James Ball

Custom Magento Model Not Saving Properly?

Posted on May 22, 2012 by James Ball

Today I wasted almost an hour trying to figure out why the save() method on a custom Magento model was failing to save a field that I had just added to the database.

After trawling through numerous Magento source code files, I discovered that (unsurprisingly) Magento only saves the fields that appear in a DESCRIBE SQL query of the table. However, the underlying Zend Framework caches these descriptions so that if an extra field is added, the cached description is missing the new field and so that field will not be updated.

The solution, of course, is to clear Magento’s cache.

Posted in Magento | No Comments

Entity Framework – Generically Fetching Entities by Primary Key

Posted on April 10, 2012 by James Ball

Recently I have come across a situation where it would be desirable to retrieve an entity based only on its type and its primary key.

One possible way of doing this would be to implement and add a Find method to a partial class of each entity type.
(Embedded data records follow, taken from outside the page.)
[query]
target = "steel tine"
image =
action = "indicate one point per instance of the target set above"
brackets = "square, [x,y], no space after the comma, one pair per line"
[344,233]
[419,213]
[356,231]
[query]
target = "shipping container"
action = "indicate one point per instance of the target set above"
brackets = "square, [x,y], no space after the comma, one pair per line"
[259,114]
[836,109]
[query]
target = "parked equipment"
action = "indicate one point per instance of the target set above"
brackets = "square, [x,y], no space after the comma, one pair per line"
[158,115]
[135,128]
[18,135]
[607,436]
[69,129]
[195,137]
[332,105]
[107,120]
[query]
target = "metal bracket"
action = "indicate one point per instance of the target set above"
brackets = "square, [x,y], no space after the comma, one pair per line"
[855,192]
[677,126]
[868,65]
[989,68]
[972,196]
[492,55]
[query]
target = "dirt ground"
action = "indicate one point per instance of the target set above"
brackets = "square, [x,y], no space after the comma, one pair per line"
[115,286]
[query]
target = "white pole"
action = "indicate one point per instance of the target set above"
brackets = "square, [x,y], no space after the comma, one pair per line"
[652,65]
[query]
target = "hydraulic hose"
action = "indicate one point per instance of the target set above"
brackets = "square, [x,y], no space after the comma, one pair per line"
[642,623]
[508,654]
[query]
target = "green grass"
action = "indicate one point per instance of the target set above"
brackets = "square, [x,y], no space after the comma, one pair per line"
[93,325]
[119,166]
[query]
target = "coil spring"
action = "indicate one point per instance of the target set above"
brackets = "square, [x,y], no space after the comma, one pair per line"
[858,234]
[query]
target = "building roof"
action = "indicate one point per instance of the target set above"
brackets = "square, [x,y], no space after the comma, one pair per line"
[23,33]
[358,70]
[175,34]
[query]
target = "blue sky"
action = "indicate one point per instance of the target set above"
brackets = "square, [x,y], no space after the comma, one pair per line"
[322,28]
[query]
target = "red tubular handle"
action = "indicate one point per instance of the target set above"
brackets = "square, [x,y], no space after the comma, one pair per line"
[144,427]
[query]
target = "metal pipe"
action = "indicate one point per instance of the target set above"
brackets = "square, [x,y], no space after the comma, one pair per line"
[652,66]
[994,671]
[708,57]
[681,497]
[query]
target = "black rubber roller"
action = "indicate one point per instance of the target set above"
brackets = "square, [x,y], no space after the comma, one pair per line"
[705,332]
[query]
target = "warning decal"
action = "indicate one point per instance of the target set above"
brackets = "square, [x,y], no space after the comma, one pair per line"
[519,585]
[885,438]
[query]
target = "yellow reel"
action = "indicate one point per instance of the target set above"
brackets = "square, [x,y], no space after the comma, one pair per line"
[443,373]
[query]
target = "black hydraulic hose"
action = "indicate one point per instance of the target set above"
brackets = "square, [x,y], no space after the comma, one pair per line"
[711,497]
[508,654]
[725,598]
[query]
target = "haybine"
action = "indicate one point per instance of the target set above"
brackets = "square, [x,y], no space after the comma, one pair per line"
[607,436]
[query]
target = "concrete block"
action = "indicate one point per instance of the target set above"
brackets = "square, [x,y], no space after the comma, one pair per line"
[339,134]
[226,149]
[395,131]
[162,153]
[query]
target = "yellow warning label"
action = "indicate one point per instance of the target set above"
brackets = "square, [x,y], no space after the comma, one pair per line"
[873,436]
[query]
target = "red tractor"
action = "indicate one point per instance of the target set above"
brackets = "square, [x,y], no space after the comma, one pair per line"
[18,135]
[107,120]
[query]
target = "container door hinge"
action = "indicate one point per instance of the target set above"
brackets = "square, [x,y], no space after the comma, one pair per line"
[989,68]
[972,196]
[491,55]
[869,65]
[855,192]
This would be possible for a small project yet quickly becomes unmaintainable in large or even medium sized projects.

Neither can we implement a Find method as an extension method to EntityObject because that would require an instance of an EntityObject, which we don’t necessarily have.

The solution is to implement a generic find method that makes use of raw SQL queries inside either a helper class or a repository.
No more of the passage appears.